No, we are not the X generation, those who do not have ideals, individualist and so forth. The generation of our parents was undoubtedly more politicized but not more committed than ours.
PS (about politicization)
On my bedside table at the moment I happen to have Cuori Neri, a good book by Luca Telese about the “black Dead” that perished during those terrorism years in Italy. In Rome alone between 70’s and 80’s there were a hundred political murders, victims of the hatred between fascist and communist militants. In the capital city, one of the most heated battle ground was the borough of Trieste-Salaria, where I have been studying for three years. My memory goes back to the evenings spent in front of the ice cream shop in Piazza Trieste.
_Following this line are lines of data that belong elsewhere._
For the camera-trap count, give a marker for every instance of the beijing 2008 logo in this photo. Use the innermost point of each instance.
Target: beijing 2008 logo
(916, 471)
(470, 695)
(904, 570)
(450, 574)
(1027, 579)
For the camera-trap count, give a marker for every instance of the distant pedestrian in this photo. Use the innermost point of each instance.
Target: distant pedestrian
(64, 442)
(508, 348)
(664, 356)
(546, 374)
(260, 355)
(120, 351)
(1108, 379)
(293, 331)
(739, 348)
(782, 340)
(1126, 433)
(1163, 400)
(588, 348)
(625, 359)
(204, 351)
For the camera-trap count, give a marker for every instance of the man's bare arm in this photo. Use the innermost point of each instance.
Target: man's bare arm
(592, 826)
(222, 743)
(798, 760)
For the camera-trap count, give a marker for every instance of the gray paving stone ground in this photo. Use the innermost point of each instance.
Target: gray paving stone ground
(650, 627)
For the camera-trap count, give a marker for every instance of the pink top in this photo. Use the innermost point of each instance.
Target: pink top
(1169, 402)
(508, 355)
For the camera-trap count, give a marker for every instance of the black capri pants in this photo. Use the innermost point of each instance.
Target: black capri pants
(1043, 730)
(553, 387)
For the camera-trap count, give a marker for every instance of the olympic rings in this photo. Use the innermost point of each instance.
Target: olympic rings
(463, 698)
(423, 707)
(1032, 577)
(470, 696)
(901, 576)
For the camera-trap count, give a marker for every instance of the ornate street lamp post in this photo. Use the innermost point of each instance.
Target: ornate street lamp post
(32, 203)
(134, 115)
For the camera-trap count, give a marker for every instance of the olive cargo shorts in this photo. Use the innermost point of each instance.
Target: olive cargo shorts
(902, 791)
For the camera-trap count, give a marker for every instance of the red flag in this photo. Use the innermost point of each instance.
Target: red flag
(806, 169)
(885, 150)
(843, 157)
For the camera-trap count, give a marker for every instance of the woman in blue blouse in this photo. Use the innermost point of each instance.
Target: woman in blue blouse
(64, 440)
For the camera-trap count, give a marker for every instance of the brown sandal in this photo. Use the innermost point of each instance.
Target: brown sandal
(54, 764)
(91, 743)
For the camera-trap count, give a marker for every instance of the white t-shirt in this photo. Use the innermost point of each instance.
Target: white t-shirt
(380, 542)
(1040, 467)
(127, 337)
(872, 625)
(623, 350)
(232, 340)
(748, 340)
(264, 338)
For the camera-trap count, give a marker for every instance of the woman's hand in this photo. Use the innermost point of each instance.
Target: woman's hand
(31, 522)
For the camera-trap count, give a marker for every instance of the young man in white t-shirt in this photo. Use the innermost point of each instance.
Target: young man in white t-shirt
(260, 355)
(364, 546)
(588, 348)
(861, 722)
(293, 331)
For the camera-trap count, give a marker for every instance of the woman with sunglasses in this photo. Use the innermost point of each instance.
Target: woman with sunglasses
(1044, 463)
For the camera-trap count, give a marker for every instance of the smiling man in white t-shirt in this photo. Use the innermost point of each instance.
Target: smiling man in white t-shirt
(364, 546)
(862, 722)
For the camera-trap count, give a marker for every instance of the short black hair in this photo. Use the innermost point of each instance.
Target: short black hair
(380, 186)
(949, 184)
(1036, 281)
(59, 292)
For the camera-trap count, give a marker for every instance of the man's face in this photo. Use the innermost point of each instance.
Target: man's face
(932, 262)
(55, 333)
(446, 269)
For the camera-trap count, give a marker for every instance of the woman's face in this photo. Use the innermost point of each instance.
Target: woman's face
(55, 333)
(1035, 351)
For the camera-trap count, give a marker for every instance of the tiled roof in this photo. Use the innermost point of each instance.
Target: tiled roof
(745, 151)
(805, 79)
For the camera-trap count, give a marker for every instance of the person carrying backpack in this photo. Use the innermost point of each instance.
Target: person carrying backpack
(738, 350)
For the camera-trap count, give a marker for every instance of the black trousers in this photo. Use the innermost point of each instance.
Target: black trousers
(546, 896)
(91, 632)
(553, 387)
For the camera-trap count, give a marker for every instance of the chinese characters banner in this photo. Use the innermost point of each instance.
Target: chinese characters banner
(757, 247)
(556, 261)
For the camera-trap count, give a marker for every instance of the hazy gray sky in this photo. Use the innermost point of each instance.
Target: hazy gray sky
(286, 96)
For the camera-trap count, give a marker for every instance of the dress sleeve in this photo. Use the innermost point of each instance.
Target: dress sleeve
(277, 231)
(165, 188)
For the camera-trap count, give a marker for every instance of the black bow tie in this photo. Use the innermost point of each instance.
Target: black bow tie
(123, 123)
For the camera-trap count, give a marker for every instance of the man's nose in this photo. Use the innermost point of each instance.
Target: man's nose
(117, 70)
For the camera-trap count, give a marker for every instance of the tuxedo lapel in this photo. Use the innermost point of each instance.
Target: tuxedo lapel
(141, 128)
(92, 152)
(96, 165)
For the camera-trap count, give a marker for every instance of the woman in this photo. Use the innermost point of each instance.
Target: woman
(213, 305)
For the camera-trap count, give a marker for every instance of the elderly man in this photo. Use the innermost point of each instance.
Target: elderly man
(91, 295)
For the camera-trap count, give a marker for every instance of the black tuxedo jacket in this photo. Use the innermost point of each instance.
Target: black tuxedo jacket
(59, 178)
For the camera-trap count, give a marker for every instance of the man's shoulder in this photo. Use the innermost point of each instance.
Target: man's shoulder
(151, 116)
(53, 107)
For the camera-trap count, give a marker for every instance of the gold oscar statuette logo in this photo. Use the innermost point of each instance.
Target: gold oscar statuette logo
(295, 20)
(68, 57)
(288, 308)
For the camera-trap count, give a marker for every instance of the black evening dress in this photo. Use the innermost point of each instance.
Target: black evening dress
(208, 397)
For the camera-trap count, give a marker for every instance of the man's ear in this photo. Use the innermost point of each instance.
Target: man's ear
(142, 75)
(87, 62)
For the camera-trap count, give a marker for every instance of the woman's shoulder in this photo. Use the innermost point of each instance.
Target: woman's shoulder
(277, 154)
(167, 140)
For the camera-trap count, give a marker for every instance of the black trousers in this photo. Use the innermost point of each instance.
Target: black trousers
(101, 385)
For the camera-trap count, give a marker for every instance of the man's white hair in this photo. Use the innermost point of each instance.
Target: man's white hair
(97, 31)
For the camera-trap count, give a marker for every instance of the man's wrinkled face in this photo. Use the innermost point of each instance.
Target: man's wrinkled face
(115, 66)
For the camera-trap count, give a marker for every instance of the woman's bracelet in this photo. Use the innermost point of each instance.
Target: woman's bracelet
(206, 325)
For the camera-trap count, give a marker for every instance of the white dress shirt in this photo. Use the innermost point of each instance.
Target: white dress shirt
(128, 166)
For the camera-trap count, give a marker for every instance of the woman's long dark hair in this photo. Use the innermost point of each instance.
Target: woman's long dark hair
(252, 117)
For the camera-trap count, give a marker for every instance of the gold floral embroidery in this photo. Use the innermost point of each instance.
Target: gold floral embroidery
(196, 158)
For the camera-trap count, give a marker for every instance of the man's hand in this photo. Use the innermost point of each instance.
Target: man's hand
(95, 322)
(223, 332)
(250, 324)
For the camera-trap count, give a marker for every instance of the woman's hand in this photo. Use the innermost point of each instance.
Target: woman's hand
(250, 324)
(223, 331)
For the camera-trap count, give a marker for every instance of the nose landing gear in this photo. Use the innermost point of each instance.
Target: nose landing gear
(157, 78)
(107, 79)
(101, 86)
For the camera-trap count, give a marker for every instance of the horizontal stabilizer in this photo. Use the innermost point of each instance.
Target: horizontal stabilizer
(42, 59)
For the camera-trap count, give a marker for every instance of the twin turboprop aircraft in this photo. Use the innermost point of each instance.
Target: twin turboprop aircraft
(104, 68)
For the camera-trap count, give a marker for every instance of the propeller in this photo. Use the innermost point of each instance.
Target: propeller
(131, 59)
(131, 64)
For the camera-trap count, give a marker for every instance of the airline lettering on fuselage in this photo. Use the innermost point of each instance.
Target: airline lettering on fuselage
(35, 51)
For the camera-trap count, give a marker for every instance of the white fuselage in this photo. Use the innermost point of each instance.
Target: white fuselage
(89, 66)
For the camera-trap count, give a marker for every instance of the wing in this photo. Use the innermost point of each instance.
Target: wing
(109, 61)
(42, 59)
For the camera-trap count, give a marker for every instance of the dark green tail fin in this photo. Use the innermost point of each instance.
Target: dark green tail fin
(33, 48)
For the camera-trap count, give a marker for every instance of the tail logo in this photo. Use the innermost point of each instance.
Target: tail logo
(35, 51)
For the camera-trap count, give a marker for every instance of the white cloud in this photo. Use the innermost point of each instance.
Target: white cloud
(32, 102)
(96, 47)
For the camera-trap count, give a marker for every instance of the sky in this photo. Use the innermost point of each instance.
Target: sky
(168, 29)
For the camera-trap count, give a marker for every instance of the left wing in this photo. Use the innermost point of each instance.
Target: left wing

And now I can grab the full meaning of the graffiti displayed on the wall of the building: “Paolo is still alive”.
Paolo is Paolo di Nella, militant – fascist and conservationist - violently killed on February 9th 1983 while putting ads up on the wall. Now those times of extreme political exacerbation no longer exist. And below that graffiti in 2000, it happened that I together with Nicola Dell’Arciprete spoke up in order to shake the asleep minds of the Italian public opinion by creating a medium which could give us the chance to make our voices heard. Today that medium does exist and you are reading it. I reckon this is a commitment as well.